For over 50 years, the Democratic party has relied on black Americans to win elections, and stay in office across the nation.
In 2020, the number of Black Americans eligible to vote for president reached a record 30 million in 2020, with more than one-third living in nine of the nation’s most competitive states .
They include Arizona, Florida, Georgia, Iowa, Michigan, North Carolina, Ohio, Pennsylvania and Wisconsin.
A higher share than the 29% of all U.S. eligible voters who live in these states. Nationwide, Black eligible voters now make up 12.5% of the U.S. electorate, up from 11.5% in 2000.
In 2020 Joe Biden received solid support among African Americans.
Biden received 92% of the Black vote, statistically indistinguishable from Hillary Clinton’s 91% in 2016.
“His support among Black women was never in doubt, but President Trump’s alleged appeal to Black men turned out to be illusory. (His share of the Black male vote fell from 14% in 2016 to 12% in 2020 while Biden raised the Democrats’ share from 81% to 87%.) African Americans confirmed their status as a unique group of voters for whom the contemporary Republican Party holds no discernible appeal.”
So with this in mind, CNN host Phil Mattingly admitted Friday that his jaw “literally dropped” after hearing a young black voter admit that he doesn’t know if he will vote for President Joe Biden in 2024.
CNN anchor John King traveled to Milwaukee to gauged the 2024 local support of Biden in the black community. He quickly realized after speaking with black voters that, according to him, there concerns could be a “giant problem” for Biden’s re-election hopes.
King spoke with Devonta Johnson, a canvasser for Black Leaders Organizing for Communities, a typically shoe-in as a democratic vote.
King asked Johnson, “If you’re Joe Biden and you want to be re-elected, he’d have a problem today, right?”
“Yes, he would. He would have a big problem,” Johnson admitted.
King then asked Johnson who he will vote for: Biden or Donald Trump. “That’s a — that’s just a tough one,” Johnson responded.
When the report concluded, King put into perspective the significance of what he learned in Milwaukee.
“Just stunning, that young man there, ‘I don’t know who I’m going to vote for.’ A young black man in Milwaukee who is actually part of this activist community,” he said. “Then you have the older black women answering the door saying, ‘Yeah, people died for my right to vote, but I’m not sure I’m going to vote because I’m so disaffected and disenchanted.'”
That’s when Mattingly expressed his disbelief over Johnson’s brutal honesty.

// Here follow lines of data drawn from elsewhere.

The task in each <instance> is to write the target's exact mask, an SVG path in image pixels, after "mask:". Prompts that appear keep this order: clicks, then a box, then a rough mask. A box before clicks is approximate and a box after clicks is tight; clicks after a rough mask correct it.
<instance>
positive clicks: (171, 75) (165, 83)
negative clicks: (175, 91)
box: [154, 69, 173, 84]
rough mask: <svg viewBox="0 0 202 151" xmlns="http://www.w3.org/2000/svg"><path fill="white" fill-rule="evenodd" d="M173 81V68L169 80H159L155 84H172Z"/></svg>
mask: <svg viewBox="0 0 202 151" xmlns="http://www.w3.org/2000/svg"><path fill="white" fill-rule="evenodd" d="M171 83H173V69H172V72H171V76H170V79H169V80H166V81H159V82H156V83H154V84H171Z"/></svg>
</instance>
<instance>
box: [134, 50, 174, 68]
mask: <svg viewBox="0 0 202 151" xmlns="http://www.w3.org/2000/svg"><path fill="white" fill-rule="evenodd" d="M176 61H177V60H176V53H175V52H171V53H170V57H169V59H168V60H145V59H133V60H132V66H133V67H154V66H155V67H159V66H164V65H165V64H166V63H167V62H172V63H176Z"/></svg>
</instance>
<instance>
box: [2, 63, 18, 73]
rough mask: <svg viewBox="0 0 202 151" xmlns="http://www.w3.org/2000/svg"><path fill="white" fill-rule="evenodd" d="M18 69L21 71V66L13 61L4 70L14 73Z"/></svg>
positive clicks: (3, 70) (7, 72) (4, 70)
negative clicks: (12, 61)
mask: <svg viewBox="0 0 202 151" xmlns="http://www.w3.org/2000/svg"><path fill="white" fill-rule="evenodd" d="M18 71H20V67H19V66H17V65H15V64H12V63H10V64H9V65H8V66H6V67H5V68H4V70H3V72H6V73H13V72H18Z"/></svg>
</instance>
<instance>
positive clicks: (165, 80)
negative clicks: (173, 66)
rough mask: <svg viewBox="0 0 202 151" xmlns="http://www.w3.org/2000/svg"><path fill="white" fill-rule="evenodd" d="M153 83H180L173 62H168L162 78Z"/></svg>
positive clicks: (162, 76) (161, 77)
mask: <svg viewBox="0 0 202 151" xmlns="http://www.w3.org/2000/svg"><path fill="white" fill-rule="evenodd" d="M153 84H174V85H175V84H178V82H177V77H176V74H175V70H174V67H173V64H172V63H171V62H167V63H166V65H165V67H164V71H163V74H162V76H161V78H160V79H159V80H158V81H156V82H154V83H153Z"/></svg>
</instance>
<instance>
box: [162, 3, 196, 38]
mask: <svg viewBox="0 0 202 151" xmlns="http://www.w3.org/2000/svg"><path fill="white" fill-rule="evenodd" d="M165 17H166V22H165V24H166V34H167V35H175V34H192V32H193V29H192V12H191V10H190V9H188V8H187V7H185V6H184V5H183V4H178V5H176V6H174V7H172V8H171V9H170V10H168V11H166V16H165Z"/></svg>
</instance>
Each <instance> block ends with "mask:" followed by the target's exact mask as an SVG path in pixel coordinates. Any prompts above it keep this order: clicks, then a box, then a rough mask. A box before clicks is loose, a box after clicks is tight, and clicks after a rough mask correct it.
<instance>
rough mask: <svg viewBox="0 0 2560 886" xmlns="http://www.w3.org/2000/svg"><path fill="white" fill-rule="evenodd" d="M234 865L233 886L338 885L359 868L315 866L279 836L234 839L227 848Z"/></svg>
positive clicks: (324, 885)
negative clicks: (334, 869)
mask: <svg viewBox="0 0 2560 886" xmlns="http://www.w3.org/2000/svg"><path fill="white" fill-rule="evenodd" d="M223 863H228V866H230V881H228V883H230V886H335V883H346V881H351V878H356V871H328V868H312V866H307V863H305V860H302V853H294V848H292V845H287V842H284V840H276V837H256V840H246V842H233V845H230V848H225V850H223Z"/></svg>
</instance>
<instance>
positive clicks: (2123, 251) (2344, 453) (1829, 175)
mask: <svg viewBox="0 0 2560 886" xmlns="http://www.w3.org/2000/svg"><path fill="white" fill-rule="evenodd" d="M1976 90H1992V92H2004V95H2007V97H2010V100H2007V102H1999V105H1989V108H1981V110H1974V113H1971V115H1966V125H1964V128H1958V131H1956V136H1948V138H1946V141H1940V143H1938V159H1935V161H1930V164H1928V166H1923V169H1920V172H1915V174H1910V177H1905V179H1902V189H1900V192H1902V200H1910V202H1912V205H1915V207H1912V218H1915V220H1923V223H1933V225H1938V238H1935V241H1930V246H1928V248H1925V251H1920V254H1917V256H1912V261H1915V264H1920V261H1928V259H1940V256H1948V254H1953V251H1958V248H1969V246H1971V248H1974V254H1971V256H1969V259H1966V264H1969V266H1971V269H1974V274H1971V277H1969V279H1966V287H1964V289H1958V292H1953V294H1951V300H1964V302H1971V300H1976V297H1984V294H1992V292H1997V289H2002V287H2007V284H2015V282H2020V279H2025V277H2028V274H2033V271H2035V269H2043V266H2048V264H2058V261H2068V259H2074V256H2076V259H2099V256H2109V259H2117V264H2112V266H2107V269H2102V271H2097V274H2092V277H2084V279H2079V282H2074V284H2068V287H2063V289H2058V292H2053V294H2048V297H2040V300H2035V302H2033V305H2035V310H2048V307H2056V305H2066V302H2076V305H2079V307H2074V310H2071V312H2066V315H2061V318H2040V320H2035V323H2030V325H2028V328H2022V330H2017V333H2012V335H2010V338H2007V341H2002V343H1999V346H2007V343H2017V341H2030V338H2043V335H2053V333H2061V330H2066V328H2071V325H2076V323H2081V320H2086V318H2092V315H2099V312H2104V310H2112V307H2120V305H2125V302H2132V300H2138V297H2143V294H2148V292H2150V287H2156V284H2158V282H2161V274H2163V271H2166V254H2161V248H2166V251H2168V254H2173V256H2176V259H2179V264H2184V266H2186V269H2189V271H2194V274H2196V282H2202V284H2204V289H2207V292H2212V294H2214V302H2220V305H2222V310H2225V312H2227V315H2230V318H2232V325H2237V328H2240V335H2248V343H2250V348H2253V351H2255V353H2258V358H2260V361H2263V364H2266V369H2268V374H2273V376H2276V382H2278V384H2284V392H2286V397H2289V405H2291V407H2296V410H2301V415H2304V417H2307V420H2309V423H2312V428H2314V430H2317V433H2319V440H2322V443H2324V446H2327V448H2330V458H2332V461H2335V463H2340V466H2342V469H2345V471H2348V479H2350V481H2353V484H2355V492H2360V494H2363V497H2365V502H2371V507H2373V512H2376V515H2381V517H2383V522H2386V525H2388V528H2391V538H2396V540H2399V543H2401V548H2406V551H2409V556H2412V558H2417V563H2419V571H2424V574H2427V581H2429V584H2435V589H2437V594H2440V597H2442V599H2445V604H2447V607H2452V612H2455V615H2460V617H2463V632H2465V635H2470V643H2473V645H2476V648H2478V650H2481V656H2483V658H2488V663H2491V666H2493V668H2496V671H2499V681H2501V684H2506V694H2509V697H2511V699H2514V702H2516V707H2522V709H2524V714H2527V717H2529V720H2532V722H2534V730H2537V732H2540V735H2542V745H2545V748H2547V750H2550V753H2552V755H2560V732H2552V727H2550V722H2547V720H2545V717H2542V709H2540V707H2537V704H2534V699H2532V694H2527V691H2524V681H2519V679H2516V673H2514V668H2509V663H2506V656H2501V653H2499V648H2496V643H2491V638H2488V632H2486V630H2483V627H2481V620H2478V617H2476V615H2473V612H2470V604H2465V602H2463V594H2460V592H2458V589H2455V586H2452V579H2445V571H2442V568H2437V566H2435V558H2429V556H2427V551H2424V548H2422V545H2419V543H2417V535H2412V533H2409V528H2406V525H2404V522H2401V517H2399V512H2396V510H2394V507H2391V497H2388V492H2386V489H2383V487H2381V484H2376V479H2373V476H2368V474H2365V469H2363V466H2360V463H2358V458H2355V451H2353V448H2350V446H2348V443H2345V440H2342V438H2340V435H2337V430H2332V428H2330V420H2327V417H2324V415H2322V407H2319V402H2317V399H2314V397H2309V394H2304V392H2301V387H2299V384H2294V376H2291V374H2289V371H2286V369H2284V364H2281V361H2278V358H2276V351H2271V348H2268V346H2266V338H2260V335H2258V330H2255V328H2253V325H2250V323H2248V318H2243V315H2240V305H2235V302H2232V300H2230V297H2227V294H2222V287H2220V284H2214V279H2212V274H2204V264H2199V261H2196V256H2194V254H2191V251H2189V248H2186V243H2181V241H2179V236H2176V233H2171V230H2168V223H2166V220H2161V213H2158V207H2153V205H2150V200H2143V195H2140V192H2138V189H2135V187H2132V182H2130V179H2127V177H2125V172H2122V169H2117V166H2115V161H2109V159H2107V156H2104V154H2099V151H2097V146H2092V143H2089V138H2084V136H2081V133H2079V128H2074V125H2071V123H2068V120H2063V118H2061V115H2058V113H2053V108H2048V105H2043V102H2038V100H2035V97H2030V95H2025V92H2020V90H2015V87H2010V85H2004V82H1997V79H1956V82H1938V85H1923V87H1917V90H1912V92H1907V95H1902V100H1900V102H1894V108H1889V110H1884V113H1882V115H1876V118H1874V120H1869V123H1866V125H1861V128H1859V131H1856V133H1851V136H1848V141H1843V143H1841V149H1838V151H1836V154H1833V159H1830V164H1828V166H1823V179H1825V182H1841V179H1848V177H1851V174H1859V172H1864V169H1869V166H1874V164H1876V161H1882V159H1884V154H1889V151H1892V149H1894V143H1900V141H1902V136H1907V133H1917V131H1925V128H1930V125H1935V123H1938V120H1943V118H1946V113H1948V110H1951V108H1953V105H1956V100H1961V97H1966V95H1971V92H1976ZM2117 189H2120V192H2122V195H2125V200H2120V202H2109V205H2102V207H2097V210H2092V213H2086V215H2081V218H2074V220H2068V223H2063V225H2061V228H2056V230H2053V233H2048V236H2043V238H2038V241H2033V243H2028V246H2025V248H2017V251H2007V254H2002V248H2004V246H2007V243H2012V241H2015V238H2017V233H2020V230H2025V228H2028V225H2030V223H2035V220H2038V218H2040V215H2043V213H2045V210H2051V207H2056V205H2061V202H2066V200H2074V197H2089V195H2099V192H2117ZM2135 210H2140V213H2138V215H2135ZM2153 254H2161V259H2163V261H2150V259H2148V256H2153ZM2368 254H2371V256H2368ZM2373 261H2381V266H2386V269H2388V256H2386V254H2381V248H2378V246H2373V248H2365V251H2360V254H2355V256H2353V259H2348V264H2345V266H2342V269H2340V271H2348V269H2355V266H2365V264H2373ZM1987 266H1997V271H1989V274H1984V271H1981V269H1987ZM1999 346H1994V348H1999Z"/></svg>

“My jaw literally dropped at the end of that piece when he didn’t say who he was going to vote for. A 21-year-old young black man in the activist community doesn’t know,” the CNN anchor said.
King answered, “Because he looks at Washington and says, ‘What are they doing that’s relevant to my life? Nothing.'”
Another Milwaukee voter, Davette Bake, told King that he “love[s] Joe” but graded Biden’s presidency a four on a scale of 1 to 10.
Joanna Brookes, a liberal Yoga teacher focused on preserving abortion “rights”, expressed her concern that the Democratic Party takes black people for granted.
“Black voters in general, I think, tend to be pretty loyal to the Democratic Party. And sometimes I wonder, just based on how that party has performed thus far for people of color, if we should continue to be,” Brookes said.